I should mention that my educational background is in Sociology and Diasporic Black studies. My professional training is in education, community crisis response, and organisational development. It ranges in issues from reproductive health, sexual abuse, domestic violence, and poverty, to food and land justice. Since 2005 I have studied the intersections of deep historical trauma and the use of art to heal and transform human awareness and experiences of the now.

Trauma-Informed practice asks the question “What happened?” instead of “What is wrong with you?” This distinction makes emotion and story the significant details. This is the foundation of my archival research. This affords both the researcher and the subject being researched to be alive in soul, spirit, mind and body. In fact, I designed a form for myself in the initial phase of this project to document my first reactions to items reviewed. Here I organised my feelings about articles written by white people about Black youth, watercolour portraits of Indigenous people, books by formerly enslaved people. For me, the first reaction and any subsequent charged responses are as important as the factual information we garner from a piece. These emotions give me access to hearing the souls of people related to a piece of documentation; often I am cued that there is a voice missing. 

Experiencing the violence of having labor stolen from you isn’t to be forgotten. For me, it has shaped a sharp ability to question everything. It keeps me and my family safe, sometimes my collaborators.
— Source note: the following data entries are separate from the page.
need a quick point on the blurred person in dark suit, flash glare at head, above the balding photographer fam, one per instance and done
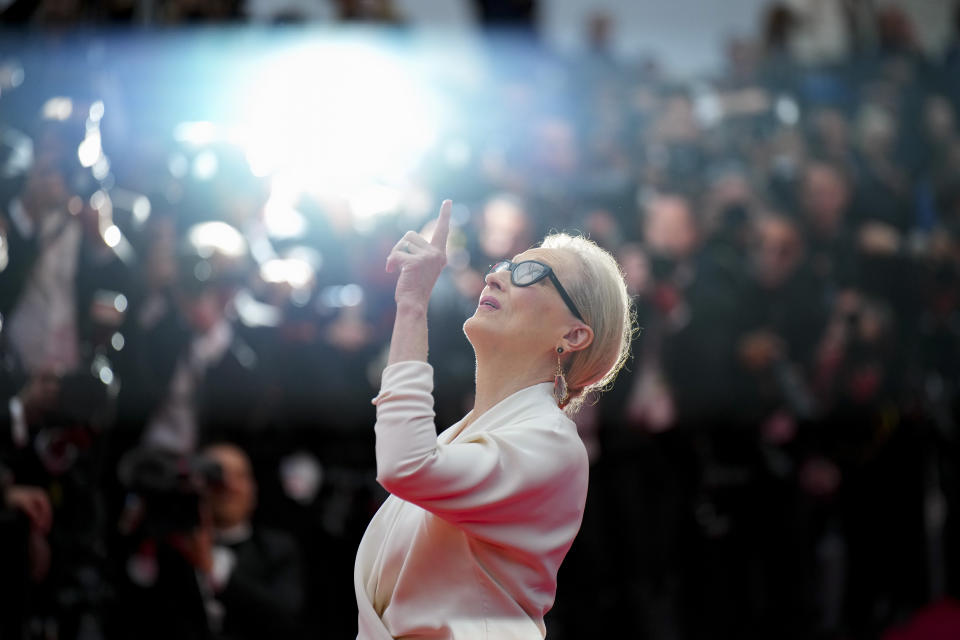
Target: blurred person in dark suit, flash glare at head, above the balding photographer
(187, 369)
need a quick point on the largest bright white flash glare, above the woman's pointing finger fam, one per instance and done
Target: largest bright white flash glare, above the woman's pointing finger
(337, 113)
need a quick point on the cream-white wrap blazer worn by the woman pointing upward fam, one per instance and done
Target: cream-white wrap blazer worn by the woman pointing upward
(468, 545)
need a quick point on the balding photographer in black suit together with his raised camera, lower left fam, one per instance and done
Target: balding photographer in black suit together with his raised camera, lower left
(199, 567)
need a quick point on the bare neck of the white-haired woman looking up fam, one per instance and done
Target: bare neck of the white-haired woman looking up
(500, 375)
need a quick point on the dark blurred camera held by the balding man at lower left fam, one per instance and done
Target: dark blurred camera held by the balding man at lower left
(167, 490)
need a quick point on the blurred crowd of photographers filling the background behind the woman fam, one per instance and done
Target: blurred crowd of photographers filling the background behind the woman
(186, 443)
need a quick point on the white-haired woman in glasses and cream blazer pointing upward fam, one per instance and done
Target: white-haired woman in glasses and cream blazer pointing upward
(469, 543)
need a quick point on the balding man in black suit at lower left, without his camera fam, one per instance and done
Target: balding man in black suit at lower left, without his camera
(221, 579)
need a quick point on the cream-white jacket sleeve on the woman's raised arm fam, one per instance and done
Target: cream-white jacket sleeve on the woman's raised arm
(511, 474)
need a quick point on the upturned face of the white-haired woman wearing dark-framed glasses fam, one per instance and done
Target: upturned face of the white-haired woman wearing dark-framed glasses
(524, 321)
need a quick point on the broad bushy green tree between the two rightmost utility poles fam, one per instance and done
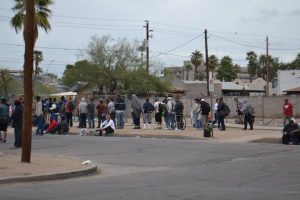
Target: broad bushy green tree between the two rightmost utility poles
(227, 71)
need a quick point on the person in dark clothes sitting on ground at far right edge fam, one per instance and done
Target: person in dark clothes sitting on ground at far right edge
(290, 132)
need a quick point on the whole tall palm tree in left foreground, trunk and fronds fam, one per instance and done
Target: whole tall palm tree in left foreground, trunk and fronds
(35, 13)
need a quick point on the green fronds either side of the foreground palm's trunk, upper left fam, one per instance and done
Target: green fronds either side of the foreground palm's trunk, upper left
(42, 13)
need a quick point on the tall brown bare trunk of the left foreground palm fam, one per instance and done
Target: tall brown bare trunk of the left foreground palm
(28, 69)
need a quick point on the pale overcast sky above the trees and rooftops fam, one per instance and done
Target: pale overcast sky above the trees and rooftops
(234, 27)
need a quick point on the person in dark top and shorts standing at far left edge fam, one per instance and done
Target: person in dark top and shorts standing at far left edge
(4, 118)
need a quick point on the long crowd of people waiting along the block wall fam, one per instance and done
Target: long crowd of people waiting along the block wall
(56, 117)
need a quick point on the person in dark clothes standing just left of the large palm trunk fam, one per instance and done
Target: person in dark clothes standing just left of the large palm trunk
(17, 122)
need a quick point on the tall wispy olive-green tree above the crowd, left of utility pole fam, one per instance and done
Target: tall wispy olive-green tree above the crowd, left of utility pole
(113, 58)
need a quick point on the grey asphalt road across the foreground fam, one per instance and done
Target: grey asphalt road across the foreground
(144, 169)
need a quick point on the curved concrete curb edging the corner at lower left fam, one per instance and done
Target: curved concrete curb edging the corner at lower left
(50, 176)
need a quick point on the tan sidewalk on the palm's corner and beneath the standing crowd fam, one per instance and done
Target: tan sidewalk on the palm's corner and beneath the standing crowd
(46, 167)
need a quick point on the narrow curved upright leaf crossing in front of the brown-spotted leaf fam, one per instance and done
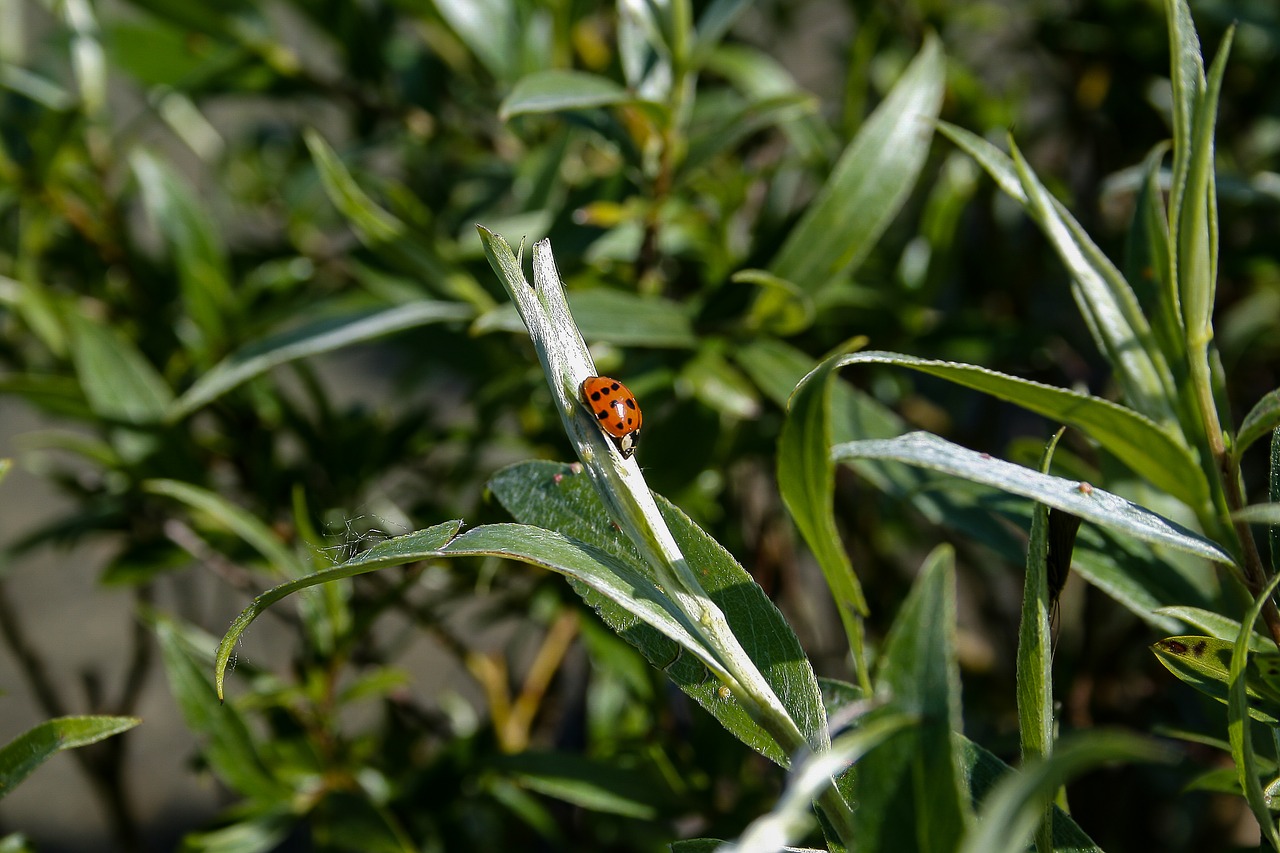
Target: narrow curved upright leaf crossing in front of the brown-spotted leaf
(1240, 711)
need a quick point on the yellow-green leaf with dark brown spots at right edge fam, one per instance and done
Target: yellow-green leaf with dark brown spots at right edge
(1205, 663)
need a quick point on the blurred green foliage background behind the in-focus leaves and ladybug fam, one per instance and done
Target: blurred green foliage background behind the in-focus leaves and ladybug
(163, 218)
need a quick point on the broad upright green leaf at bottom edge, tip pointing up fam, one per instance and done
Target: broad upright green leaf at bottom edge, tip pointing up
(912, 797)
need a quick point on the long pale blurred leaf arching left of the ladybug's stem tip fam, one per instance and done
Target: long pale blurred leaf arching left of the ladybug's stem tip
(309, 340)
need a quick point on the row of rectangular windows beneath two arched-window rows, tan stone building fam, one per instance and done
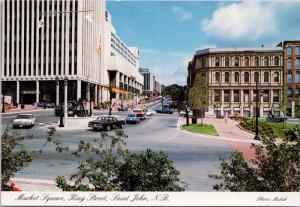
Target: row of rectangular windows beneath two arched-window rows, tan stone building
(246, 96)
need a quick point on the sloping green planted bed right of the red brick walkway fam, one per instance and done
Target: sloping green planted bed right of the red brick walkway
(267, 128)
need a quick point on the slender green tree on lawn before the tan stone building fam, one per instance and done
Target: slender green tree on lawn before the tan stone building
(199, 95)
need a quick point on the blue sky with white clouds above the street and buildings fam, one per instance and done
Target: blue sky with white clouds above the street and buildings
(168, 33)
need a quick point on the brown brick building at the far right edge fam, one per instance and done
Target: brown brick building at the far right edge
(291, 68)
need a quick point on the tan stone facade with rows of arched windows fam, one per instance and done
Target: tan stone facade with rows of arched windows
(232, 74)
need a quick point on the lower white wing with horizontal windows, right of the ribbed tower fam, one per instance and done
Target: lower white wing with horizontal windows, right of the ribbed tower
(121, 66)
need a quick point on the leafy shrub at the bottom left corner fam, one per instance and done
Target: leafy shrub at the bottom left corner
(14, 156)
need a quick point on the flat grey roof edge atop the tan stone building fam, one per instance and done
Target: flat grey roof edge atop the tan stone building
(257, 49)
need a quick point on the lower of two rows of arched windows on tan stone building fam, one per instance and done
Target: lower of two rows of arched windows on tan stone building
(266, 77)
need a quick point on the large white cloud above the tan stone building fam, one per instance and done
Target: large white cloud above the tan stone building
(250, 19)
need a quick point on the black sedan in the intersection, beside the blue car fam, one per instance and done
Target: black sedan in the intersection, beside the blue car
(106, 123)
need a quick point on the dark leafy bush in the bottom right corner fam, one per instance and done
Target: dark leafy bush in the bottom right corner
(275, 167)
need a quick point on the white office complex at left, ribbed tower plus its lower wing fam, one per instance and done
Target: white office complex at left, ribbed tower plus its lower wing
(45, 43)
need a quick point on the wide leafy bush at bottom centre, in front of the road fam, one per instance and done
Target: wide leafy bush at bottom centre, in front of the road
(106, 166)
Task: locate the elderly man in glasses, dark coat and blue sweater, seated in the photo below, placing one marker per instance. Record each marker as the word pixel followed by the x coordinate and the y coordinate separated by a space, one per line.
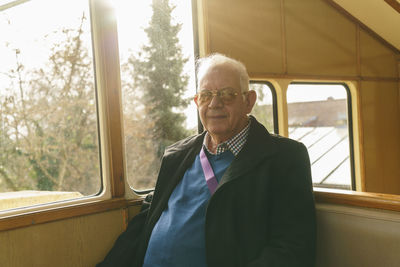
pixel 234 195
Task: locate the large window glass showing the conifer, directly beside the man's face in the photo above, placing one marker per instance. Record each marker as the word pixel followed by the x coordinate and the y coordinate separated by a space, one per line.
pixel 157 78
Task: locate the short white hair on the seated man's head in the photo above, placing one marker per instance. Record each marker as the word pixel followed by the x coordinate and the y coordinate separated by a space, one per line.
pixel 216 59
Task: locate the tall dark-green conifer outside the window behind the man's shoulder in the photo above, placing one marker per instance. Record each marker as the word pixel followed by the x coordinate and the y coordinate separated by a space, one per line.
pixel 158 73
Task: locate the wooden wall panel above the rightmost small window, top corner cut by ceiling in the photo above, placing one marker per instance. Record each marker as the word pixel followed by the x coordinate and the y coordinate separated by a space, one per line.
pixel 320 40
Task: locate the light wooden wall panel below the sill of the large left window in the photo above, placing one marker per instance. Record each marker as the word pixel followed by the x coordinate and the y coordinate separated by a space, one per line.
pixel 79 242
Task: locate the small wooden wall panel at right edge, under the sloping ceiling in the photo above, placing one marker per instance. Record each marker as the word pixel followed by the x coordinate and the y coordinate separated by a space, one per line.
pixel 376 59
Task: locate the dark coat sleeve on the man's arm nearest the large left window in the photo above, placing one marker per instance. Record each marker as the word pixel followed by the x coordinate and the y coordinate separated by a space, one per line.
pixel 125 247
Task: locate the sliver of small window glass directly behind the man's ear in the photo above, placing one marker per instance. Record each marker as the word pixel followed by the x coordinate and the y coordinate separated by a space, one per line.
pixel 263 110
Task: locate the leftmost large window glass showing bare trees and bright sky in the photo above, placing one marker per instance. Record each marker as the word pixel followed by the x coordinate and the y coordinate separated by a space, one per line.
pixel 48 120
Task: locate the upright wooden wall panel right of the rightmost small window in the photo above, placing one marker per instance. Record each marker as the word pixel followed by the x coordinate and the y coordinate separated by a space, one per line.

I’m curious, remember? I stay with projects like this one, to observe and name, categorise, and file the experience in a manner that can, too, be archived. My ancestors are asking for me to do as much. Each spirit that I engage with in the beholding of history asks as well. Even the white enslaver is begging to be freed from the clutches of institutions that replicate the harm they caused. Stolen labor is bad for everyone.

My intention with this project is to be as honest as possible as I move with time. I will examine my responses to the process, the content available to be examined, those whom we are interacting with and the interactions themself to create an intuitive guide. I’ll allow this reflection to progress alongside my research findings and the creative outputs that I utilise over the course of the next year. I have too many questions to list at this early phase of the process, but I know for certain that:

You and I are

Both the researcher
and the archive.
Webs of innanets,
y(our) conversations
meditations and memories too
are essential to the accuracy
of historical accounts.

You are a better source of information than you might allow yourself to be.